İslam tarihinin ilk yazarları, ilk kültür ve ilim tarihçilerinin hepsi Abbâsîler
döneminde yaşamış ve İslam tarihçiliğine yön vermişlerdir. Medâinî (ö. 225/840),
Câhız (ö.255/869), İbn Kuteybe
(ö.276/889), Belâzurî (ö.279/892), Ebû
Hanîfe ed-Dineverî (ö. 282/895), Ya’kubî (ö.
292/904), Taberî (ö. 310/922), Mes’udî (ö.
346/957), İbnü’n-Nedîm (ö. 385/995), İbn Miskeveyh (ö. 420/1030) bu dönemin en önemli tarihçileridir.

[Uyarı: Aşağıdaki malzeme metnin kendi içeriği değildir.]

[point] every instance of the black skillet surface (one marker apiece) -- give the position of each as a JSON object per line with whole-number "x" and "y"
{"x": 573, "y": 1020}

Abbâsîler döneminde ticaretin
gelişmesi, Bağdat’ın uzak ülkelerle kara ve deniz bağlantısı sağlaması gibi nedenler seyyah ve kâşiflerin önünün açılmasına, bu durum da coğrafya ilmînin gelişmesine
neden oldu. Müslüman
coğrafyacılar önemli seyahatlerde bulunmuş ve seyahatleri ile ilgili literatür oluşturmuşlardı
Hârûnürreşîd döneminde müslüman seyyahlar Hindistan, Seylan, Malaka
Yarımadası ve Çin’e ulaşmışlardı. Abbâsîler döneminde Fars asıllı İbn Hurdâzbih (ö.300/
912)’in el-Mesalik ve’l-memalik adlı eseri Arap dilinde yazılmış en eski coğrafya
kitaplarından sayılmaktadır. Bu eser, deniz yolcularının, Dicle nehrinin Übülle’de denize döküldüğü yerden başlayarak, Hindistan ve Çin’e ulaşan deniz yolunda faydalanacakları bir kılavuzdur.